The same is true for finances. People need clarity about their broad financial picture. They need to be able to quickly see how they’ve been doing, with transactions that are cleansed, categorized, and augmented — and then visualized simply. The days of manually documenting every single check from a checkbook are long gone; very few people have the time or patience to do that kind of work. To be competitive, people need you to do the work for them. It’s not about money management. It’s about a money experience.
2. Help Them Look Ahead
Second, people need to know where to go next. This experience should be a GPS for finances, detailing what true financial strength looks like and laying out general principles to get to that destination. This means that people should be able to quickly see their savings goals, receive recommendations on what route to take and quickly choose or simply confirm automatic funneling of money toward those specific goals, without having to pause their busy life.
3. Get Personal
Third, the money experience should also guide and protect users by offering personalized advice and warnings moment to moment — leading user toward what they need to do. This requires a foundational corpus of clean, enriched data coupled with powerful algorithms behind the scenes to even have a shot at offering an elegant, personalized experience. It is exactly the kind of money experience that will establish trust and build loyalty, especially from customers in dire need of it. This will also become more and more critical as customers desire going into a branch less and less.

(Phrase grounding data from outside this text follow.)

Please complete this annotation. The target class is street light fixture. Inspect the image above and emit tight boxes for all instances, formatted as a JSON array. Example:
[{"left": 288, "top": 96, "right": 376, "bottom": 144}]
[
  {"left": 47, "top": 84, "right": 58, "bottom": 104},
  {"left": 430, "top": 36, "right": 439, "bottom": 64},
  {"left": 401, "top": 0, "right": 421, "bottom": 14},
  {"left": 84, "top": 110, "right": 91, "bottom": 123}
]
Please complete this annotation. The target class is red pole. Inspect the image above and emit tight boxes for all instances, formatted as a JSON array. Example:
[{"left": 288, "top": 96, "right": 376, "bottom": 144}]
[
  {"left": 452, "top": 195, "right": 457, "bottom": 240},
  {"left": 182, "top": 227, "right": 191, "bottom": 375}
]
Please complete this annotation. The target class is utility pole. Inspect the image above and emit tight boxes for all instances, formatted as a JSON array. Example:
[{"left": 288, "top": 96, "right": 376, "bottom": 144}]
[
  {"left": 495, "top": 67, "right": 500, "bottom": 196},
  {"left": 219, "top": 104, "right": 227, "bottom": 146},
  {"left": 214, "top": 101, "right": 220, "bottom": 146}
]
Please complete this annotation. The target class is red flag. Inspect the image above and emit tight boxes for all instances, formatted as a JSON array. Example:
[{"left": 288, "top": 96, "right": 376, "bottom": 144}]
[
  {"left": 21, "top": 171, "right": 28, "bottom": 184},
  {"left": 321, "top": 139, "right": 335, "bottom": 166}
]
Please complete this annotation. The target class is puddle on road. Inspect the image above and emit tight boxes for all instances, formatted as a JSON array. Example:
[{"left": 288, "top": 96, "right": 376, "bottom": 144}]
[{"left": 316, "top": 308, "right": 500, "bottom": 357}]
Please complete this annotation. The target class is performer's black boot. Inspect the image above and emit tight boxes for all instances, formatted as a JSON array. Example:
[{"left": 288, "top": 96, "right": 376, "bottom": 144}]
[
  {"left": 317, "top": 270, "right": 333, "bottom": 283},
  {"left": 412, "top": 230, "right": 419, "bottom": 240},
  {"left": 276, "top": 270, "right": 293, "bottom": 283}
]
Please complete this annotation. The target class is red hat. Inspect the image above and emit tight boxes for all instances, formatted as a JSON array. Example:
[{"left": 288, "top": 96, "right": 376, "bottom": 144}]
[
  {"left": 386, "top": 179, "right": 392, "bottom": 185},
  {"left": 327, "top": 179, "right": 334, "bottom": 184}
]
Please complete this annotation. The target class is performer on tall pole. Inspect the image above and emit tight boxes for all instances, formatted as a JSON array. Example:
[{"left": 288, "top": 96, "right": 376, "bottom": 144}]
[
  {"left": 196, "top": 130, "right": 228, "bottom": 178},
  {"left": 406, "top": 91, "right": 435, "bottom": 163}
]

Creating a money experience that follows these principles will help create a world where individuals are empowered to be financially strong, where fewer and fewer face personal financial crises.
For me, this mission is personal. I’ve taken an entrepreneurial approach to my career, bounding between exhilarating highs and anxiety-inducing lows. I’ve experienced four separate times where my income dropped to zero, and felt the overwhelming weight of trying to navigate my finances as a young husband and father. I empathize with anyone who feels that stress. Similarly, I can also empathize with the deep trust and lifetime loyalty that can be established when someone helped navigate out of those tough situations. This understanding motivates me to help banks and fintech companies offer a money experience that empowers true financial strength in 2021.